Wrapped in Stocking Stitch

Hello!

After the red tweedy stocking stitch cardigan I wrote about two weeks ago, I’ve finished another cardigan, again in stocking stitch (stockinette stitch in the US). The design is called Modern Wrapper Fine. According to Barbara G. Walker it is all wrong.

In the introduction to A Second Treasury of Knitting Patterns she writes:

“All-over plain stockinette stitch is dull to look at and boring to work, even for the beginner. Though it may be done entirely by hand, it lacks the inimitable flavor of hand-knitting. A machine can make it very nicely, but the hand-knitter is not a machine and should not try to imitate one.”

“This being so, there is no reason to spend the time and care of hand-knitting on a garment of stockinette stitch. It is a waste of both. The finished garment, which ought to display the knitter’s taste and skill, displays nothing but poverty of invention.” (p. xx)

Oh dear! Was my cardigan a waste of time? Does it display a lack of taste and skill? Let’s take a closer look.

The Modern Wrapper Fine is worked completely in stocking/stockinette stitch, apart from the wide front bands in garter stitch. Back and fronts are knit from the bottom up. It does not have buttons and can be worn open or closed with a nice pin.

It is oversized, with sloping shoulders that are joined with a 3-needle bind-off. Instead of armholes that curve inwards, the fronts and back taper outwards at the top. This means that the sleeves hang very low. In my case they start halfway on the upper arm.

The sleeves are knit from the top to the cuff, from stitches picked up at the ‘armholes’. Sleeve and side seams are closed with mattress stitch. The hems and the sleeve cuff have a small band of reverse stocking stitch.

The best feature of the Modern Wrapper Fine, in my opinion, is hidden at the back of the neck. There are a few clever short rows there that make the neck band sit perfectly. It doesn’t show very well in the fuzzy yarn I’ve used this time, so here is a picture of the MWF I knit years ago in a different yarn combo.

The details:

  • Pattern: Modern Wrapper Fine (here on Ravelry). It is a finer variation on the original Modern Wrapper, which is even more oversized (here on Ravelry).
  • Size made: XS/S. I usually wear size M or L. This garment is really, really oversized. The finished bust in this size is 137 cm/64”. For me that means it has 46 cm/18” of positive ease.
  • Yarn: 7 balls of Rowan Kidsilk Haze (shade 582 ‘Trance’) and 4 balls of Rowan Fine Lace (shade 933 ‘Aged’) held together. There was quite a bit of yarn left over; my MWF weighs approx. 300 grams.
  • Needles: 3.25 mm (US 3) and 3.75 mm (US 5)
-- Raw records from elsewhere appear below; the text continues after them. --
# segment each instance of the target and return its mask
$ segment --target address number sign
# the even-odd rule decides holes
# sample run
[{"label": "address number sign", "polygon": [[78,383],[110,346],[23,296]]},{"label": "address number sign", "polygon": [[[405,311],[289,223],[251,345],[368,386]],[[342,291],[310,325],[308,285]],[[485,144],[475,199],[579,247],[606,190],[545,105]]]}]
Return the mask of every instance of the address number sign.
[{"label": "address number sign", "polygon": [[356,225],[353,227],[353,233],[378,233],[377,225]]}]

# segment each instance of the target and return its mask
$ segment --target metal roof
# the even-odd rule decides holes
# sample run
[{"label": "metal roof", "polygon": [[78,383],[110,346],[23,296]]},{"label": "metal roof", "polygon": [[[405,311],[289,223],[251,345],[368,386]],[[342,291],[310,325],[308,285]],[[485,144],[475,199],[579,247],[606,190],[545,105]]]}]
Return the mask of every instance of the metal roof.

This project took me over a year from start to finish. Not because it was so time-consuming, but for the silly reason that I made a mistake in the front band and didn’t notice it until I’d finished the entire front.

Kidsilk Haze is notoriously difficult to unravel, and it took me a long time to pluck up the courage to fix the mistake. In the end, the combo of these two yarns wasn’t hard to unravel at all.

So, was this project a waste of time? All I’ll say is that for me, knitting big panels of stocking stitch in these two lightweight yarns was like meditating. For the rest I’ll let the pictures speak.

Now that I’m taking up sewing again and am looking for suitable projects to make, I find descriptions on other maker’s blogs very helpful. And also pictures of the finished items worn by ordinary people (not photo models.) I hope my descriptions and pictures will be helpful in the same way.

The yellow-flowering plant in the background is woad, the dye plant I grew as part of a community project. I was going to write about it, too, today, but on second thoughts I’ve wittered on long enough already and it really deserves a post of its own. I hope to come back to it soon.

Bye for now! Xxx

6 thoughts on “Wrapped in Stocking Stitch”

  1. Your cardigan is absolutely lovely and certainly no waste of time but I can’t help smiling at Walker’s opinion. I love the look of stocking stitch but find it immensely boring to do. I usually solve the problem by sneaking in a lace panel or two just to keep me awake.

    I used to wonder about stocking/ stockinette. Thanks for the explanation!

    Reply
    • Walker makes me smile, too. I think she is a wonderfully spirited person and her Treasuries of Knitting Patterns are a huge source of inspiration. Thanks for your visit!

      Reply
  2. I love your newly finished cardigan, including the fact that it is done in stockinette stitch!
    I especially like the sloping shoulders, and the fact that it is oversized.
    Thank you for modeling your finished product! It looks so well on you, Marijke!

    Reply
    • That’s very kind, thank you. Finding a comfy oversized cardigan that is not going to sag isn’t easy, but I’m fairly confident that this light and airy one will keep its shape.